The `_` pattern will match all the other cases, and `()` will do nothing, it's
the unit value. This way, we don't have to list individual match arms for all
the other possible values in order to say that we want to do nothing for all of
those-- the `_` is a placeholder for any value.

## if let

There's one more advanced control flow structure we haven't discussed: `if
let`. Imagine we're in a situation like this:

```rust
match some_option {
    Some(x) => {
        // do something with x
    },
    None => {},
}
```

We care about the `Some` case, but don't want to do anything with the `None`
case. With an `Option`, this isn't _too_ bad, but with a more complex enum,
adding `_ => {}` after processing just one variant doesn't feel great. We have
this boilerplate arm and an extra level of indentation (the code that
does something with `x` is indented twice, rather than just once). We really want
a construct that says "Do something with this one case; I don't care about the
others."

Enter `if let`:

```rust
if let Some(x) = some_option {
    // do something with x
}
```

`if let` takes a pattern and an expression, separated by an `=`. It works
exactly like a `match`, where the expression is given to the `match` and the
pattern is its first arm.
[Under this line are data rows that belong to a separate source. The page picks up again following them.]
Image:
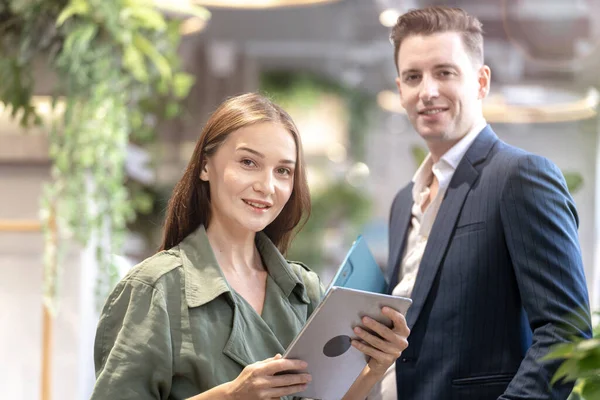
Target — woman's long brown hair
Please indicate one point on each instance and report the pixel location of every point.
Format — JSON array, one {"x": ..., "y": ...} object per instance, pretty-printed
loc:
[{"x": 189, "y": 206}]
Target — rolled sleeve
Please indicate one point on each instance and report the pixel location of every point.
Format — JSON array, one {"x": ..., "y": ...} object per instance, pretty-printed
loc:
[{"x": 133, "y": 350}]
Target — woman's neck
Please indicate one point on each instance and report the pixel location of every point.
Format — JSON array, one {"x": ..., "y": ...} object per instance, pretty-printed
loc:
[{"x": 233, "y": 251}]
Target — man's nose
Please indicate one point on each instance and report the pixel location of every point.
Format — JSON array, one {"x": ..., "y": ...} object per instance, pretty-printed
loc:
[{"x": 429, "y": 89}]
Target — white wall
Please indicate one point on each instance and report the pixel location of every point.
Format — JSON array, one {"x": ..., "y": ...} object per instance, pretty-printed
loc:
[{"x": 21, "y": 300}]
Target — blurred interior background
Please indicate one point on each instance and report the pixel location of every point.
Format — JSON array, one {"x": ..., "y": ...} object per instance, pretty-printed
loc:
[{"x": 330, "y": 65}]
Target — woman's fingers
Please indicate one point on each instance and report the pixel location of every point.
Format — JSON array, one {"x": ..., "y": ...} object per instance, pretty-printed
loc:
[
  {"x": 281, "y": 365},
  {"x": 277, "y": 392},
  {"x": 289, "y": 380}
]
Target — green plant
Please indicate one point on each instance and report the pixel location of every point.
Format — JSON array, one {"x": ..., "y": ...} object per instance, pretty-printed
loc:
[
  {"x": 304, "y": 89},
  {"x": 581, "y": 364},
  {"x": 338, "y": 206},
  {"x": 116, "y": 64}
]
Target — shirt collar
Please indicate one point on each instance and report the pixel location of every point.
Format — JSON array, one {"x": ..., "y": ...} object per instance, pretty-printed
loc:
[
  {"x": 446, "y": 165},
  {"x": 204, "y": 280},
  {"x": 453, "y": 156}
]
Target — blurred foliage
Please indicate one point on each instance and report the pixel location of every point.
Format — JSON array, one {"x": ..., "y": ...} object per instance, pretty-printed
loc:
[
  {"x": 305, "y": 89},
  {"x": 339, "y": 206},
  {"x": 581, "y": 364},
  {"x": 118, "y": 73}
]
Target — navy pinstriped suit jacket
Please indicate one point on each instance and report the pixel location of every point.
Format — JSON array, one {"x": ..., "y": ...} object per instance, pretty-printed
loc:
[{"x": 501, "y": 280}]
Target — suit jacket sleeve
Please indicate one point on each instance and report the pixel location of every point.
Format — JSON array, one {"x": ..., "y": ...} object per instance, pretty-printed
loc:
[{"x": 540, "y": 224}]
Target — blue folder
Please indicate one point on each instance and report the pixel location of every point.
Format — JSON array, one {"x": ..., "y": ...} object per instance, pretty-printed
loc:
[{"x": 360, "y": 271}]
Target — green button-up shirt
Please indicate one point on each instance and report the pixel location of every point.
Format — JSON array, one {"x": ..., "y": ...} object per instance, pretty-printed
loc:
[{"x": 173, "y": 327}]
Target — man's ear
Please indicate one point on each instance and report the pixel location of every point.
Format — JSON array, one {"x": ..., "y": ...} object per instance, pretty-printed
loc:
[
  {"x": 399, "y": 86},
  {"x": 484, "y": 79},
  {"x": 204, "y": 172}
]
In other words, you can think of `if let` as syntax
sugar:

```rust,ignore
if let pattern = expression {
    body
}

match expression {
   pattern => body,
   _ => {}
}
```

And in fact, we can include an `else` and it becomes the body of the `_`
case:

```rust,ignore
if let pattern = expression {
    body
} else {
    else_body
}

match expression {
   pattern => body,
   _ => else_body,
}
```

In other words, it's the high-level construct we were originally looking for:
do something special with only one pattern.